I could see many uses for a generalized version of this system, including using it in my day job for doing searches in the chemistry space. Unfortunately Maciej didn't release any code for the CNG at the time, and the code he did release (for a patented system called LSI) was written in C++ and I got over C++ a long time ago. So I had been meaning to implement CNG in Java ever since but just didn't get around to it.
Last night I discovered that Anselm, my collegue in the Headmap Collective, has been working with CNG for a couple of weeks now and just completed a working alpha level implementation in C# (he also has a detailed explanation of CNG at that previous link). Since C# is based on Java, it was trivial to port it, so it is now available in the headmap cvs tree.
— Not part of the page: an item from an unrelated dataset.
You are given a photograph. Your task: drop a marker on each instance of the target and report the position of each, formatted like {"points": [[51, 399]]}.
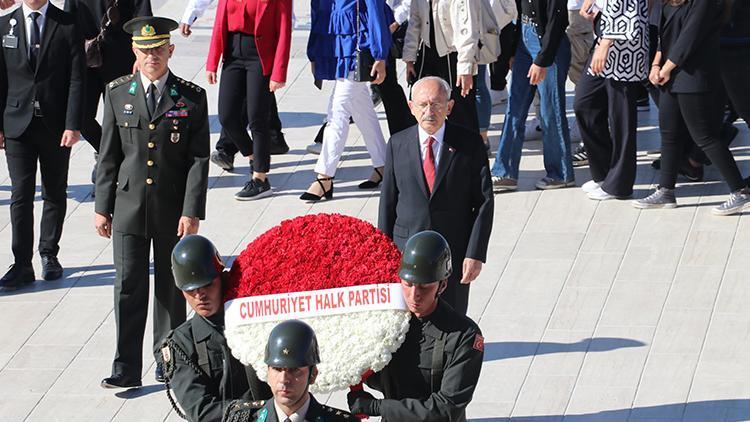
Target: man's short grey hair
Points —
{"points": [[445, 87]]}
After porting it over I wanted to be able to pull in some external documents to play around with it. I wrote a quick system that reads an export file from a Moveable Type blog, stores it as a CNG where each blog posting is a separate document, and then lets you interactively specify a post and get back a list of the other posts sorted by similarity.
If you want to play around with it yourself, you can download the headmap-cng.jar jar file and an export file (obtain that from your MT blog menu), then run the utility from the command line like this:
java -classpath headmap-cng.jar org.headmap.cng.util.SemanticMT myblog.txt
You'll need Java 1.4 installed on your system.
It's not very useful yet; the algorithm needs to be tweaked and a better utility needs to be written. But it has some promise and interesting applications. Download the source code (headmap-cng-src.zip) and explore it!